Debezium captures database changes in real time. Every INSERT, UPDATE and DELETE is transferred to Kafka without loading source DB.
Change Data Capture¶
CDC reads transaction log (WAL, binlog) — doesn’t load source DB.
{
"name": "postgres-cdc",
"config": {
"connector.class": "io.debezium.connector.postgresql.PostgresConnector",
"database.hostname": "postgres",
"database.dbname": "app",
"topic.prefix": "cdc",
"table.include.list": "public.orders",
"plugin.name": "pgoutput",
"transforms": "unwrap",
"transforms.unwrap.type": "io.debezium.transforms.ExtractNewRecordState"
}
}
CDC → Data Lake¶
- Debezium → Kafka
- Flink/Spark → processing
- Delta/Iceberg/Hudi → upsert
Production Best Practices¶
In production environments, use Debezium with Kafka Connect in distributed mode for high availability. Set snapshot.mode according to your needs — initial for the first full database synchronization, schema_only if you only need new changes. The ExtractNewRecordState transform simplifies message structure from envelope format to flat JSON.

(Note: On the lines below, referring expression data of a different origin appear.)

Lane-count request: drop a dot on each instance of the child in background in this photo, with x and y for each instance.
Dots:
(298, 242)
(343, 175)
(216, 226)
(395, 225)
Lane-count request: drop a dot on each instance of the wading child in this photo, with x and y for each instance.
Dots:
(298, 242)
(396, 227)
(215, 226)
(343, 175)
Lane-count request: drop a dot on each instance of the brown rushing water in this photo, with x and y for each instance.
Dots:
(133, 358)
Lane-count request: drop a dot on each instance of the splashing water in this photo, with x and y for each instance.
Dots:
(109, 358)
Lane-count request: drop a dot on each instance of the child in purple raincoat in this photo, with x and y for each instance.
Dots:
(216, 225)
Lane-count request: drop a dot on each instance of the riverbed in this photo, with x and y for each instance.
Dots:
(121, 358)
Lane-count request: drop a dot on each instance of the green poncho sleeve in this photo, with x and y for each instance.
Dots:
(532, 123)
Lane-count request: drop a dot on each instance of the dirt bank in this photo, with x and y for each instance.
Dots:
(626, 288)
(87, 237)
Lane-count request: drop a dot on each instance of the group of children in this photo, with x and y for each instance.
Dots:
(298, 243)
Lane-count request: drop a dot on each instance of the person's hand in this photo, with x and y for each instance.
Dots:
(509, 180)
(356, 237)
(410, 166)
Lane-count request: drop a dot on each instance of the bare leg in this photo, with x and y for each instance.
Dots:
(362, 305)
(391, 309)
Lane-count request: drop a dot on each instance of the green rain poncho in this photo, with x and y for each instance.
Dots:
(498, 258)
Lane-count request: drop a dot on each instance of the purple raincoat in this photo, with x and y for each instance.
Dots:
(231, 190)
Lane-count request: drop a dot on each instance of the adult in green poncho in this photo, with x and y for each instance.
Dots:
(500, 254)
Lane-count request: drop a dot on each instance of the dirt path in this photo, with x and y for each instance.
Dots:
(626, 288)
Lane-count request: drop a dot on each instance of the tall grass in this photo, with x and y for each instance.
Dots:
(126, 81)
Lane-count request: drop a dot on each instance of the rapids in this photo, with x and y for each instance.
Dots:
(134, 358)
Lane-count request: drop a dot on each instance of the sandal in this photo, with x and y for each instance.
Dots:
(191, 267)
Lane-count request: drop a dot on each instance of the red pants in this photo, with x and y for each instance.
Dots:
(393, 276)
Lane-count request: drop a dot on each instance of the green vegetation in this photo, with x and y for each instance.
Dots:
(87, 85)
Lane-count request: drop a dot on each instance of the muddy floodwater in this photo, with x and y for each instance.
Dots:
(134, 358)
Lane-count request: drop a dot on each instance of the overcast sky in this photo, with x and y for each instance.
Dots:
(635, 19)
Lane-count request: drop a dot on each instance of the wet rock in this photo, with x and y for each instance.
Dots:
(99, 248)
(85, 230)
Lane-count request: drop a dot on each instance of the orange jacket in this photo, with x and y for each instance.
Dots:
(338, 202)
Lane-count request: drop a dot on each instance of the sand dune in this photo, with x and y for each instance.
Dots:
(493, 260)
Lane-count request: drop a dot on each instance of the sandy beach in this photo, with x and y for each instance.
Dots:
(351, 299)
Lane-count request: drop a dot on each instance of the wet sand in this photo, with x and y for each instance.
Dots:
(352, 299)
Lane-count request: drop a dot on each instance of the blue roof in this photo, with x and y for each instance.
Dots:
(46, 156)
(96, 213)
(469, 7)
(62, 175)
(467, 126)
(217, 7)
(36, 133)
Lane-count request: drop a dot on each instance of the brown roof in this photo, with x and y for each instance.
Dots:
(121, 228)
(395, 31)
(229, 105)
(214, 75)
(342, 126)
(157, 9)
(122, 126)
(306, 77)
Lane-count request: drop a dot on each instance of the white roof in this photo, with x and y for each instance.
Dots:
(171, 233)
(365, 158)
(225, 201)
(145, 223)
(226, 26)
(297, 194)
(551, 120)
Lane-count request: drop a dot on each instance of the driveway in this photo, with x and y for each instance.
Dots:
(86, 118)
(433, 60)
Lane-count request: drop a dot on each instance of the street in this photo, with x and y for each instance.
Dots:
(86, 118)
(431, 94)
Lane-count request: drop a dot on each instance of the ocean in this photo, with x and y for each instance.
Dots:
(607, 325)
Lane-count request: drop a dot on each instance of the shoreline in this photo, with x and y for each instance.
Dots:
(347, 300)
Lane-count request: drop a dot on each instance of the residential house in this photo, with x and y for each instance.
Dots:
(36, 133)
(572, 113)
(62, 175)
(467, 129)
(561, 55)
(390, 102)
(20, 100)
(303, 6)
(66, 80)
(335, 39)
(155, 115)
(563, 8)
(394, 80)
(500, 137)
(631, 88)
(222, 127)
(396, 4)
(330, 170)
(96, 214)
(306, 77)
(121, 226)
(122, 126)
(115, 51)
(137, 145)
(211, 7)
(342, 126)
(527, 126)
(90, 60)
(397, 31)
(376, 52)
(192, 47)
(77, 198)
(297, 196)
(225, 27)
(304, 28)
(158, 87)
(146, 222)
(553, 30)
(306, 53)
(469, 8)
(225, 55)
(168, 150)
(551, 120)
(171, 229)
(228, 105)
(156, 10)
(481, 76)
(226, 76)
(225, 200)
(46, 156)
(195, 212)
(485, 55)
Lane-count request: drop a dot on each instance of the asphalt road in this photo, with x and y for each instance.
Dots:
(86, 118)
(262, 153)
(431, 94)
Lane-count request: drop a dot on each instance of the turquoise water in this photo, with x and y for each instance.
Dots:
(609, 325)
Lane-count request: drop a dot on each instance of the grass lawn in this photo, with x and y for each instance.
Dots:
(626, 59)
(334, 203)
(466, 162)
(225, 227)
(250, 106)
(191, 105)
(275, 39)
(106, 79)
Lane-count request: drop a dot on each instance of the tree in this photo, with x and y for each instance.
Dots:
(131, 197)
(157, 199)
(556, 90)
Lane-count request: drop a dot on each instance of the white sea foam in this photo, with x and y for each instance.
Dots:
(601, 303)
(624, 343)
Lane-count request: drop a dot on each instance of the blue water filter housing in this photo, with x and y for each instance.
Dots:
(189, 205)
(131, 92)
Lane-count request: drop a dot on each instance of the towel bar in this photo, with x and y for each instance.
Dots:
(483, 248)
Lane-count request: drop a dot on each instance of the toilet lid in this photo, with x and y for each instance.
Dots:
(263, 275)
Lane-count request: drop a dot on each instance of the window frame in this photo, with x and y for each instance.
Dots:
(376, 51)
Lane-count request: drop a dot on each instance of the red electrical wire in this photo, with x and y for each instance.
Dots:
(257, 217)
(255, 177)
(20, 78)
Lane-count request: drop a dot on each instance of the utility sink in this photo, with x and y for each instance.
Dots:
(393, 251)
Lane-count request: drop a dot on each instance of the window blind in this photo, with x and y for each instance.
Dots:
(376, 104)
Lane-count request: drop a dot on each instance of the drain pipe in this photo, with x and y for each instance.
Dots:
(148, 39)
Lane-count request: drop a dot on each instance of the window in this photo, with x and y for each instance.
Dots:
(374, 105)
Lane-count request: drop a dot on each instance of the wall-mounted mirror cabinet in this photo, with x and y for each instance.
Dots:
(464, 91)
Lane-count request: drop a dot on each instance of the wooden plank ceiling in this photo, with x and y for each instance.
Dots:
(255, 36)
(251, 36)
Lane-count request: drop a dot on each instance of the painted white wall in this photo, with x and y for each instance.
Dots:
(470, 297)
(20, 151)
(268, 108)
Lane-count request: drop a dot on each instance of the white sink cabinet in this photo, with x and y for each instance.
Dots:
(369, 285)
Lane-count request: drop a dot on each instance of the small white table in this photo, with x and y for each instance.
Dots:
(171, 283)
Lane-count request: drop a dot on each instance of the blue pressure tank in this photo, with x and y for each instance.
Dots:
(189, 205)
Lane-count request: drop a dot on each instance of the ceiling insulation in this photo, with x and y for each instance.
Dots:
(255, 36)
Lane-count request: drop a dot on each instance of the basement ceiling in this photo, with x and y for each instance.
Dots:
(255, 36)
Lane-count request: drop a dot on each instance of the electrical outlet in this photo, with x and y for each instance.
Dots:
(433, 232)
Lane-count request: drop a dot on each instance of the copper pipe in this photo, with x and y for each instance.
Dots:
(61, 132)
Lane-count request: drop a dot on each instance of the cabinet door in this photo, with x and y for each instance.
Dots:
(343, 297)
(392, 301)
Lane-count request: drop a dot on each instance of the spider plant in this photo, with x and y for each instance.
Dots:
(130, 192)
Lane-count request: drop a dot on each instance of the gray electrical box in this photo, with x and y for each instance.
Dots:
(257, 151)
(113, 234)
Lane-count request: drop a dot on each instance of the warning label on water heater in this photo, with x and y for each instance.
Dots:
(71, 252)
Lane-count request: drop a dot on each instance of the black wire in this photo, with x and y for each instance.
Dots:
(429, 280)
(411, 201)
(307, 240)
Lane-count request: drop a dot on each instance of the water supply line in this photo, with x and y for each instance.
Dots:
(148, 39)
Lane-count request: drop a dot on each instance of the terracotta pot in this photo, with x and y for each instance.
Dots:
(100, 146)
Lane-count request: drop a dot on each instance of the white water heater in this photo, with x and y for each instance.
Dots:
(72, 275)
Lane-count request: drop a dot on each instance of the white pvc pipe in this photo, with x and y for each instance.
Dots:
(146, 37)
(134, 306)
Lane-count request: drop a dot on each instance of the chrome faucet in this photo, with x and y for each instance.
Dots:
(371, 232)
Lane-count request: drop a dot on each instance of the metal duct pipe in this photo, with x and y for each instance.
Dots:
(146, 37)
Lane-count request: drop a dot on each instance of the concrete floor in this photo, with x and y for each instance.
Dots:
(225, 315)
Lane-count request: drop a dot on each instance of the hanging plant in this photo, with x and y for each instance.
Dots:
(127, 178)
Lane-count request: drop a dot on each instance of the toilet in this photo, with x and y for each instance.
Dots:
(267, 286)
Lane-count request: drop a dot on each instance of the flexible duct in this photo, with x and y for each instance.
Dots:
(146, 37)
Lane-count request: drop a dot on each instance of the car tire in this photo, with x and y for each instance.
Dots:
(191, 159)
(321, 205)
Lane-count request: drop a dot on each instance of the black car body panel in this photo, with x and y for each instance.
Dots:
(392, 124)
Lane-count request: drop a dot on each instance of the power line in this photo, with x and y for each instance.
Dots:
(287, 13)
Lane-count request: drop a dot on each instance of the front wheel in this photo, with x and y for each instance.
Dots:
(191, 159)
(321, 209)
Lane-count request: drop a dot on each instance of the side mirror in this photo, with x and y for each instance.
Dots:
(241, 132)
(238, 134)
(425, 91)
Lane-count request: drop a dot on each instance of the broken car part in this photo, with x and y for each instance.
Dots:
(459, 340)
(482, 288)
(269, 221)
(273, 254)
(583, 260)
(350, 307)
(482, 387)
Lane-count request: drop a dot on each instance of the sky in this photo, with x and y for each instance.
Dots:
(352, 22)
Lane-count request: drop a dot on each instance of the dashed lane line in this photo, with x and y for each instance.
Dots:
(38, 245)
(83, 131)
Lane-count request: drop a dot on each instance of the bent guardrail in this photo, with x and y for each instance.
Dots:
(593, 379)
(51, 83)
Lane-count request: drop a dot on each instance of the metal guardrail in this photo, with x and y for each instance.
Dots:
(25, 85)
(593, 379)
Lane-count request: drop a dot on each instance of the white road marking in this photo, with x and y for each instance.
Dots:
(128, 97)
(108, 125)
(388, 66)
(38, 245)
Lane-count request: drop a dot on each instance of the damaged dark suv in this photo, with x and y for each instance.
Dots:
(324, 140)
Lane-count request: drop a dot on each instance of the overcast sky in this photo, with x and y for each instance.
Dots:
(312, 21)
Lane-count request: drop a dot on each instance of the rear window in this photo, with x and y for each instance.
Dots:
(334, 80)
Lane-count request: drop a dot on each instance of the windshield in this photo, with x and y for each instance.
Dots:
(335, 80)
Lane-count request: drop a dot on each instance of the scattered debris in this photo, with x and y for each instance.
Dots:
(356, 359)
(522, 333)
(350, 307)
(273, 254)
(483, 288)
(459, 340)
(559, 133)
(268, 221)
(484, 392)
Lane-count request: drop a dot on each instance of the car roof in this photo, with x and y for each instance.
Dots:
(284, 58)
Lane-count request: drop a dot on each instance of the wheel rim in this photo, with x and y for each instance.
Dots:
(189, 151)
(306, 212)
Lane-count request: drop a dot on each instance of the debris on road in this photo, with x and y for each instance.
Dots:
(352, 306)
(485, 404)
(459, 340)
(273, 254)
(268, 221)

Monitor lag between the source database and Kafka topics using Debezium metrics. For performance issues, consider column filtering with column.include.list — transfer only the data you actually need. Be careful with schema migrations — ALTER TABLE on the source DB requires restarting the connector with the new schema. Debezium supports PostgreSQL, MySQL, MongoDB, SQL Server, Oracle, and other databases.
Summary¶
Debezium is standard for CDC in Kafka ecosystem. Near real-time replication without source DB load.